Categories
Essays

How Did the Mountains Get There? Where Did the Mountain Go?

There are two songs in my music library that are well-known but always lead to questions when I play them. Not coincidently, both songs reference mountains. A mountain, both timeless and unmoving, should not suddenly appear or disappear. And yet, in both songs mountains do something actively, throwing the listener out of kilter.

The first song is “Roundabout” by Yes. With the lyric, “In and around the lake/mountains come out of the sky/and they stand there.” The second is Donovan’s “There Is a Mountain,” with the stanza “First there is a mountain/then there is no mountain/then there is.” Both songs play with the permanence of mountains. But if we were to take them literally, they actually make sense.

In “Roundabout,” one can imagine a lake covered in mist, obscuring long-distance vision. As the mist clears, distant mountains seem to come out of the sky. Obviously, then, the mountains do nothing but stand there. It’s what mountains do best. It’s an evocative line, but one of the most straight forward from Yes, a [prog rock][prog] band with some of the most obscure lyrics in a radio-friendly format. In fact, the whole of “Roundabout” can be seen as a journey, but the time and distance of the journey aren’t quite able to be gleaned, with lyrics, “One mile over we’ll be there and we’ll see you/Ten true summers we’ll be there and laughing too/Twenty four before my love you’ll see/I’ll be there with you.”

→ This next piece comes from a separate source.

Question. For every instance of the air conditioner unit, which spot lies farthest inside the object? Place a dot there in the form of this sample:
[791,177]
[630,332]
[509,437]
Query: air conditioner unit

One mile probably wouldn’t take anyone ten years to travel, nor does ten years take place within 24 hours. Still, we can be sure that the song is about a journey, no matter the distortion of time and space. Contrast to other mentions of mountains in Yes’s songbook (they sing a lot about mountains), like “Siberian Khatru,” where they sing, “Sing, bird of prey/Beauty begins at the foot of you/Do you believe the manner?/Gold stainless nail,/Torn through the distance of man/As they regard the summit.” Here we have an eagle, let’s say, with golden talons, somewhere in the sky while people are looking at a mountain’s peak? What “manner” does the eagle maybe believe? Most Yes lyrics tend towards the inscrutable. But with “Roundabout” the mountains are clearly doing what mountains do, standing there. They may be a metaphor for something else, but they needn’t be. The literal is enough, despite hiding in a mind-twisting lyric.

Donovan’s “There Is a Mountain,” is further twisting, wrapped in a koan, “First there is a mountain/then there is no mountain/then there is.” Can we take this literally? Actually, yes. There is no mention of time, and one can posit that the mountain is visible in the day, then at night the mountain disappears, only to be seen again tomorrow. Again, this plays with the permanence of mountains and our perception. If we do not see the mountain, is it there? I won’t even touch on the philosophy behind object permanence, but I will say that the mountain does nothing when it is not seen. It does not affect Donovan when he cannot see it, so the mountain might as well be not there.

This is Donovan’s mild, [folksy psychedelia][folk]. How can a mountain not be there after it was just there and then suddenly reappear? It’s possible Donovan just blinked. There. Gone. There again. More crucial than the disappearing mountain is Donovan’s relation to it. It may cause the listener to wonder what drugs Donovan was taking when he wrote it, but it’s not out of the realm of reality.

The song does present an imponderable, though. Suddenly, Donovan calls out for a Juanita. It’s never made clear why. He sings about the mountain, a snail, and a caterpillar turning into a butterfly, which are all observable and likely. But, then, he seems to have lost Juanita and felt it necessary to tell us in the middle of the song. I do hope she’s okay.

In any case, it is pleasing that these particular lines in these two songs, from over 45 years ago, still catch listeners off guard. What now amounts to background, “oldies” music still births an ear worm that bores into the rational part of the brain and causes one to question just what happened to those mountains.